It’s proposed as a public health measure, but it’s just another weak rationalization. Ali A. Rizvi breaks down the reasons why.
Circumcision enthusiast Brian J. Morris seems to be very fond of analogies.
In his latest publication in Mayo Clinic Proceedings, he compares male circumcision—the only surgical procedure routinely performed on healthy, non-consenting newborns without any medical indication—to vaccination.
The argument Morris (who is not a pediatrician and does not hold a medical degree) makes is this: The benefits of circumcision are so great that they outnumber the risks by 100 to 1. Therefore, routine circumcision should be made compulsory for all. Hear him say it himself.

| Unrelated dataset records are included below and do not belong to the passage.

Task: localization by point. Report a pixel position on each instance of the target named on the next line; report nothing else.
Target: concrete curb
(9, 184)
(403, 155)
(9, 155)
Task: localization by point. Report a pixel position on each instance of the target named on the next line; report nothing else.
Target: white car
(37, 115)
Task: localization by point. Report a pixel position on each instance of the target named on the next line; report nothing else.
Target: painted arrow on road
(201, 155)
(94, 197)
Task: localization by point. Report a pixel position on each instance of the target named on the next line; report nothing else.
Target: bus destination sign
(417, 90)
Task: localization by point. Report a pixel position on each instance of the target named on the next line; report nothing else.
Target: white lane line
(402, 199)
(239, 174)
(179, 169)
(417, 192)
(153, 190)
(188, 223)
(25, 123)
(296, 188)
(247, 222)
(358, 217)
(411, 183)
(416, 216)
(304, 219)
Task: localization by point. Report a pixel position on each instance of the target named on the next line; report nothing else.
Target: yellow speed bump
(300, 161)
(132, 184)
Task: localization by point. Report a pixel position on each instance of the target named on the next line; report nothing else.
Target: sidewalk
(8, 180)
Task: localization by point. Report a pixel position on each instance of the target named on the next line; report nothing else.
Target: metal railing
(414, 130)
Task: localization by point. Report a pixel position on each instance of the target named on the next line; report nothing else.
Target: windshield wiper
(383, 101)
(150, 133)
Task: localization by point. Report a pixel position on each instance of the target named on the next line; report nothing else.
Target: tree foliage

His position contradicts the official policy statements of every major medical organization in the developed world, none of which recommend universal newborn circumcision.
In 2012, the American Academy of Pediatrics (AAP) became the only one of these organizations to state that the benefits of newborn circumcision outweigh the risks. However, they still maintained that, “the benefits are not great enough to recommend universal newborn circumcision,” and the decision should be, “left to parents to make in the context of their religious, ethical, and cultural beliefs.”
(Note: This isn’t the first time this organization has based its recommendations on non-science factors. In 2010—to the shock of the larger medical community and pretty much everyone else—the AAP officially endorsed a form of female circumcision. Fortunately, a massive backlash forced them to retract their statement a few months later.)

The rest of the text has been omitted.